PUTTING THE “M” BACK IN “MTV”
The network states that the new MTV Classic channel will offer "an eclectic mix of fan-favorite MTV series and music programming drawn from across its rich history, with a special focus on content from the 1990s and early 2000s." This will include favorites such as “TRL”, “Daria”, and “The Hills”, and the much-anticipated revival of the network’s critically acclaimed “Unplugged” series, which produced legendary acoustic performances from acts like Nirvana, Alanis Morissette and Korn. From a brand strategy perspective it would seem more logical to have made an expansion channel of original content while maintaining the core competencies on the flagship channel, ‘Classics’ notwithstanding. This could be done with appropriate adaptations to the modern music market by catering to the market’s proclivity for jumpstarting the careers of independent talents through viral sensationalism, similar to what has been done on REVOLT. The introduction of MTV Classic is a positive sign that the brand has at the very least heard the decade old complaints that it has lost its way, and it has responded in a constructive manner. Whether this move will be enough to salvage the aging media titan from the wreckage of the new millennium pop culture is yet to be seen. There has been much speculation as to whether or not a space even remains in the cultural landscape for a machine like MTV to thrive in the way it has historically.
AT THE END OF THE DAY
While the obvious strategy of not ‘throwing the baby out with the bath water’—by milking the old media model for everything it is worth until it is finished—is a logical step in the midst of great transitions, if the brand is to survive, MTV must regain some semblance of its past social influence with ‘youth’ audiences both old and new.
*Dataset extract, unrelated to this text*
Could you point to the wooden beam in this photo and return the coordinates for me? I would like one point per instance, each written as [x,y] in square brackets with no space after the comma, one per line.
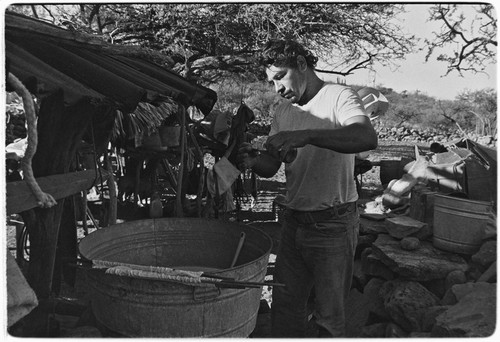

Its 40 million Facebook fans are a testament to its ability to do just that. Social media presence is an excellent start but the company has much work to do in adjusting its market offering if it aims to ever reign atop the pyramid again. Such a move may require extensive innovation in the realms of content, formatting, and platform structures. The network was founded, and reached the height of its success by continuously introducing simple yet original concepts. New developments in live experience, snackable content, and perhaps some yet to be imagined media product might all go a long way towards actualizing the network’s return to prominence. But one thing is for certain: We want our MTV, and if we’re going to have it, it needs to be retrofitted with new ideas that allow the old concepts to succeed in the new market.